Pico de Orizaba Trip Report (#945)
- Signed By: Martin
- Date submitted: January 08, 2003
We got to the town Tlachichuca on Monday Dec 30. What a great little place. The people are very nice. We stayed at Gerardo's Hotel. Double or single rooms, with TV, shower and bathroom. Much better than staying at a barn like Sr. Reyes place, and for about the same price too. Drove to huts on Tuesday, Dec 31. Made our way to mid-camp on Wednesday (at 15,600ft). Got up at 1:30am on Thursday for summit. HERE IS THE IMPORTANT INFO: From the camps, head towards the Sarcofago to get just above it. From there stay to the right to get to the Espinoza de Oro route. We met many teams who took the Standard Rout and had to turn around due to hard and slick ice conditions. One of our team members placed orange flags, you can follow those. The right hand path is easy to find, the way is paved like a sidewalk, the trail of ice is about an inch taller than the surrounding ice. We got to the top at 7:30am and were back to our mid-camp by noon.
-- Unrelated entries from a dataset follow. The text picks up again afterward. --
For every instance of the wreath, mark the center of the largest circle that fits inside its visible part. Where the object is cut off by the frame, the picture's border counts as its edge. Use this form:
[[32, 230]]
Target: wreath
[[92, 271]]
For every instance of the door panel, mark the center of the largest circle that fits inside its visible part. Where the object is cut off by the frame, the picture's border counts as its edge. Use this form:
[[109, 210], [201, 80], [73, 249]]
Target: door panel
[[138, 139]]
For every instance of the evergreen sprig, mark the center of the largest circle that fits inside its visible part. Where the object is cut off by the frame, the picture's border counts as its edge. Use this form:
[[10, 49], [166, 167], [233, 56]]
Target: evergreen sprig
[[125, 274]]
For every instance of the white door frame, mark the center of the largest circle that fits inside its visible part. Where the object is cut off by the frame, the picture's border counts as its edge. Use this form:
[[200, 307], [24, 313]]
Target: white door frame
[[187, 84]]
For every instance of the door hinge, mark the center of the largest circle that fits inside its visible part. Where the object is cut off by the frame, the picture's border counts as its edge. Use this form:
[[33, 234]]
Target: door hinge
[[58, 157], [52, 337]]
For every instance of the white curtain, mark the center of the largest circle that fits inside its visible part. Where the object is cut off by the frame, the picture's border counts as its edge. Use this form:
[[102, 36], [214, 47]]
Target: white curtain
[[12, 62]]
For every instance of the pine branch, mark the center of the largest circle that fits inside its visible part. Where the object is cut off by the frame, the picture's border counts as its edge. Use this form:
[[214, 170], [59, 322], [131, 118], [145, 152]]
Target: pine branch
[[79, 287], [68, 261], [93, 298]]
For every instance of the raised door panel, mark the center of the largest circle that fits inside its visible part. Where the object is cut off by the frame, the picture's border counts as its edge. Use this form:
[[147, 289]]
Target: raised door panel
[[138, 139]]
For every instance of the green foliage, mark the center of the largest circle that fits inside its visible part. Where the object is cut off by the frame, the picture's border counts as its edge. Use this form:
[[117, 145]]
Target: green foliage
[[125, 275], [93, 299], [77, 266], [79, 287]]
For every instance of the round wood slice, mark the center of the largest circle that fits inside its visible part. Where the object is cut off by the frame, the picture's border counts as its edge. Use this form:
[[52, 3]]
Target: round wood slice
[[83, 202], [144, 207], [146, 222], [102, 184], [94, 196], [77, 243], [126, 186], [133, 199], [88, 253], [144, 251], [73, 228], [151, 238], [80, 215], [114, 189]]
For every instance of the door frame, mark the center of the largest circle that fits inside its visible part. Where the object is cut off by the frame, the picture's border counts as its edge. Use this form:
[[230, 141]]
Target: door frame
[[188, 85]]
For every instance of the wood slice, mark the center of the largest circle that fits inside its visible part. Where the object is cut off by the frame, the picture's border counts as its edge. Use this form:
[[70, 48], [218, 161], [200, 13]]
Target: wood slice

Rested, broke camp and were back at the huts by 2pm. Weather was perfect, and the ice conditions were great, and sleeping as high as we did was a smart move (more acclimatization, and shorter way to go on summit day). We did not rope up or carry any pro. Needless to say, you must use crampons and ice axe (you can use trekking poles until the ice starts to get steep).